The original site plan approved several years ago included a three-story 36,000-square-foot school building and a 9,000-square-foot dormitory. However, construction of the project never began, and a new engineer on the project, Kirk Rother of Warwick, approached the Planning Board early this month with a new scaled-down proposal that would build a two-story 24,000-square-foot building and a 4,500-square-foot dormitory.

The new version would also leave out a proposed drive that would connect the school to another access to the school from Route 17M. Officials with the school declined to answer questions about the changes.

Plans for the yeshiva drew attention in 2005, when Yeshiva Toras Chemed purchased the property, taking the ratable, assessed last year at $1.3 million, off the tax rolls.
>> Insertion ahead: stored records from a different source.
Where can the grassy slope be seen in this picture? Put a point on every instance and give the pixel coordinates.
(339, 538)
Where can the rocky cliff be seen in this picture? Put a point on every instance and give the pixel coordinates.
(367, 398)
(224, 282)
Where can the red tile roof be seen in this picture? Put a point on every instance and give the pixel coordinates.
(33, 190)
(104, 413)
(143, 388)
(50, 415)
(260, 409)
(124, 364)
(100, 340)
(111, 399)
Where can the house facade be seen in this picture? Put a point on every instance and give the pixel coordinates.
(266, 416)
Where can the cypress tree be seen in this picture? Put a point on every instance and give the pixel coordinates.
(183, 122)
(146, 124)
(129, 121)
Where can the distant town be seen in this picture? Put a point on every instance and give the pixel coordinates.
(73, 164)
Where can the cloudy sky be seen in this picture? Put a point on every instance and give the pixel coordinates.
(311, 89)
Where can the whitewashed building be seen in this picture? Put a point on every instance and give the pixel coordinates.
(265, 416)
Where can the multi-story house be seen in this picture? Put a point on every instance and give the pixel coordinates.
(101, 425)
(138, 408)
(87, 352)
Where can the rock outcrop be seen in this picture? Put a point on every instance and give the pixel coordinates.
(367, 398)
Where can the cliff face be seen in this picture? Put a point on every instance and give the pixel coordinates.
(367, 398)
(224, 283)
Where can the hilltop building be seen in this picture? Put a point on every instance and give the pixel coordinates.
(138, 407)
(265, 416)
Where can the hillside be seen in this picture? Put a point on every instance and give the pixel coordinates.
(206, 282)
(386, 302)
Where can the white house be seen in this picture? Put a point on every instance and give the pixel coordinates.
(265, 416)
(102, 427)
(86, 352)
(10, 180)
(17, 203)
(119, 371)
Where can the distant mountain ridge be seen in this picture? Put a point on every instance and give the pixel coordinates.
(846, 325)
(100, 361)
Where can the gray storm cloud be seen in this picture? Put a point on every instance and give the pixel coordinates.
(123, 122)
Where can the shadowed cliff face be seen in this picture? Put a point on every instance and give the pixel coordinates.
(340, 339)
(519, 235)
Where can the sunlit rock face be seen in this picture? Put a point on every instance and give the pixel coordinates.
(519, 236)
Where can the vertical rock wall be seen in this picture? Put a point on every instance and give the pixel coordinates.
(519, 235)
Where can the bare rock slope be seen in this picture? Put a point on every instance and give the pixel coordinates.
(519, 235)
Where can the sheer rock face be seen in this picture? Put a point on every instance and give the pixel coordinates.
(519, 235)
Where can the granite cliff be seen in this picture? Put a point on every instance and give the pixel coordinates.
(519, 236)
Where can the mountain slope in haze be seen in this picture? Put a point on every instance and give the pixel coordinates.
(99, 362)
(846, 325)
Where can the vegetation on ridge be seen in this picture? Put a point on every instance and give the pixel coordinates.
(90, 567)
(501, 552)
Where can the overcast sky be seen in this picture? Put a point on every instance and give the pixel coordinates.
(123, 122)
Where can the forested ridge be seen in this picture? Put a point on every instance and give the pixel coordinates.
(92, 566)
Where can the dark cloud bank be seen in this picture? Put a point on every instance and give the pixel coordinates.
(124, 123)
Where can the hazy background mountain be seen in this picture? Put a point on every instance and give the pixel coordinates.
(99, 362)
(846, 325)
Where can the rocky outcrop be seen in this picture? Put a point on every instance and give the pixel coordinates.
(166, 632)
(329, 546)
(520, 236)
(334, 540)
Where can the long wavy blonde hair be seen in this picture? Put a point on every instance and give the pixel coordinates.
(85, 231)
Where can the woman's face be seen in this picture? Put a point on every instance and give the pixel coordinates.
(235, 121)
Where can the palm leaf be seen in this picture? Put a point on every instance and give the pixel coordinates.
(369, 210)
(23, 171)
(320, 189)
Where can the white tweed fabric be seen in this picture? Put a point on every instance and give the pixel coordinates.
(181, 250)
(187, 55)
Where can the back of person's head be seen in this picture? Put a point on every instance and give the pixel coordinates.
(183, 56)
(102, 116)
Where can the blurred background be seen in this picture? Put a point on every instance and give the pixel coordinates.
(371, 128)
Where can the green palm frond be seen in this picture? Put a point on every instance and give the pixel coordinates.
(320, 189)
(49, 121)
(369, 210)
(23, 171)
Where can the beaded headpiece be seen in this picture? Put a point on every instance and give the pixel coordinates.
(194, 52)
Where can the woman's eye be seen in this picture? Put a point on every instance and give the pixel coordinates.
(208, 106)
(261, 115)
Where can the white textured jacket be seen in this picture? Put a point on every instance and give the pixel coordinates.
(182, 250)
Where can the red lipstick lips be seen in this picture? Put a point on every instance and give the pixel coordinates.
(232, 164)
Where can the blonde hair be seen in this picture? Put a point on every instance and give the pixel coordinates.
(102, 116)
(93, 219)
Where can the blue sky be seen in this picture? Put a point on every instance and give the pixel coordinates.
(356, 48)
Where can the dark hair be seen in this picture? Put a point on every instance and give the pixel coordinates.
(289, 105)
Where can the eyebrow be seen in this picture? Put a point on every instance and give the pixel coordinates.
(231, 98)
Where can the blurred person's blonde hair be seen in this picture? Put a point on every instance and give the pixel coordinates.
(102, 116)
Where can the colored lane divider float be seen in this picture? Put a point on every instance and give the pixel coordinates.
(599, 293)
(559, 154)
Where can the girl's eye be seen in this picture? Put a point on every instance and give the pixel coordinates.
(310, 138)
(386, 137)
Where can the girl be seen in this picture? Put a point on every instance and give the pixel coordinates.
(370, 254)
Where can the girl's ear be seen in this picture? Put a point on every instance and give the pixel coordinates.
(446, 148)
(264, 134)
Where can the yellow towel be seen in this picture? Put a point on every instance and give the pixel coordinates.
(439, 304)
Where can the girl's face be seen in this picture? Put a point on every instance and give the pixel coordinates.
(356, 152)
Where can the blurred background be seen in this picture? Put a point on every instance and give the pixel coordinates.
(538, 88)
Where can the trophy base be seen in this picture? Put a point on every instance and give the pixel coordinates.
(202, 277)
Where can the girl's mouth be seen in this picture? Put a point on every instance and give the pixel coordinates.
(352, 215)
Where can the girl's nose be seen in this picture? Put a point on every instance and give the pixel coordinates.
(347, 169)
The school then violated multiple building codes in constructing a temporary school made of trailers.

The town settled the violations with the property owner under the condition that it make good on its promise to follow the law and to build a new school. The temporary use of the trailers would also be limited to 18 months.

But that deadline has been extended twice, and work has yet to be started. The temporary school also drew complaints from residents, who feared hitting the dark-clad yeshiva students while they walked along Route 17M, especially at night.

Building Inspector Joel Mlcoch said the town will likely grant another extension of the deadline, as long as the new site plan is approved by the Planning Board.